Wed 16 Oct 2013
Filed under: News,Parliament
Myanmar’s MPs will submit a draft law on media monitoring of court trials to parliament this week, the chairman of a parliamentary committee told reporters on Monday.
The bill is designed to ensure that videos and cameras can be used during court trials. It was drafted to set up a court monitoring body as advised by legal experts, said Thura Aung Ko, chairman of Lower House’s Legislative and Judicial Affairs Committee.
“When this bill goes to parliament, all concerned departments and organizations—such as parliament’s joint bill committee, our committee, the courts and the Union Attorney General’s Office—will have to discuss and coordinate the provisions,” said Aung Ko, adding that the law will also include the media as members of the court monitoring body.

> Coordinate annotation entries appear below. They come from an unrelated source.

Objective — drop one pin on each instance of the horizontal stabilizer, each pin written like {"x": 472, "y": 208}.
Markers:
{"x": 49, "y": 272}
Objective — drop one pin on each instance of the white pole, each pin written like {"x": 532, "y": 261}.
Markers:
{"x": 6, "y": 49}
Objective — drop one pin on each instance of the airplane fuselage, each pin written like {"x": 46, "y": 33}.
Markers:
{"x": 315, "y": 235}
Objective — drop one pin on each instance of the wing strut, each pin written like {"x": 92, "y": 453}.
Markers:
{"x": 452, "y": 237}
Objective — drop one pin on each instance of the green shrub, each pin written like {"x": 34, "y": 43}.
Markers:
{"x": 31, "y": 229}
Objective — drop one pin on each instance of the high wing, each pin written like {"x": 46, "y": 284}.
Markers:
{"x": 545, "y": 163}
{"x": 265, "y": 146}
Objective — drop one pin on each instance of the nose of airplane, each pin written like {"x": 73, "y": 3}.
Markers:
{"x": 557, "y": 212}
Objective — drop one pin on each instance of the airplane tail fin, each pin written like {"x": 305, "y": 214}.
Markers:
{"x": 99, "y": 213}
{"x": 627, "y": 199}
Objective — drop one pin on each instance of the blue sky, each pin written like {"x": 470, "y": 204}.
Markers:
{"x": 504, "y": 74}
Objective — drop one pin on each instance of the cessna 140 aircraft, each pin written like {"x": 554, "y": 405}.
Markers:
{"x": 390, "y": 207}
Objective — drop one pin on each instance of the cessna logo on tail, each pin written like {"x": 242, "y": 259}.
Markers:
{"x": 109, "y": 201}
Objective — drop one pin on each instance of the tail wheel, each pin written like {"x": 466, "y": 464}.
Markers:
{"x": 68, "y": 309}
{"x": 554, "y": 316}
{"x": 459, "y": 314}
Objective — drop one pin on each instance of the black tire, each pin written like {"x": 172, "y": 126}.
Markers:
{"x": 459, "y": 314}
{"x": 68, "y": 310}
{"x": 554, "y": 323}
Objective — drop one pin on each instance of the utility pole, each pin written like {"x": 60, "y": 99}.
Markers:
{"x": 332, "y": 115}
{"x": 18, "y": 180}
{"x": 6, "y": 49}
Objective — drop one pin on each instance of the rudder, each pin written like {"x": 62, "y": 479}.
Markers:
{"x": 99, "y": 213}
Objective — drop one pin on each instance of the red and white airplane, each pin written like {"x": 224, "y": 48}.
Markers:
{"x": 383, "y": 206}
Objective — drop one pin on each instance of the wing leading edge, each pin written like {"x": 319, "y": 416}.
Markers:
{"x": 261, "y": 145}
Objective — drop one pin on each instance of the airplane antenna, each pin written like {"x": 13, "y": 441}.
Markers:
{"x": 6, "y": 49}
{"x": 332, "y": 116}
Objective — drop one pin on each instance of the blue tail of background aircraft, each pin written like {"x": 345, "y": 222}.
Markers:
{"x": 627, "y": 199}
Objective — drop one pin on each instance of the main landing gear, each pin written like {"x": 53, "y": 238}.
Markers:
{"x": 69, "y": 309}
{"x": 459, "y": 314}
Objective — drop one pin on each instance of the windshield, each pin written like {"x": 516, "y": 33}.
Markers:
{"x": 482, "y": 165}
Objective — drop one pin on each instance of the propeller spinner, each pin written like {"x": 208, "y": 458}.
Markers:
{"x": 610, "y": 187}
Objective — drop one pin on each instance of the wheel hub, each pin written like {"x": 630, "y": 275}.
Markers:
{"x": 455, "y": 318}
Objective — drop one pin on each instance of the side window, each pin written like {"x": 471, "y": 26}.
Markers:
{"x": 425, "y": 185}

“Now, the courts ban cameras, video cameras and journalists,” he said. “But in today’s age of information technology, the world is open so the courts in Myanmar should have transparency. The constitution also states that court trials must take place before the public, except for cases that could harm the dignity, peace and stability of the State.”
The formation of court monitoring groups poses no danger of interference with the judicial process, he added, noting that such a body is necessary for the public record and to ensure a strong and fair judicial system.
During a meeting with Union Parliament speaker Thura Shwe Mann, Union Supreme Court judge Myint Aung recently admitted that the country’s judicial sector is deeply rooted in corruption, just like other business organizations.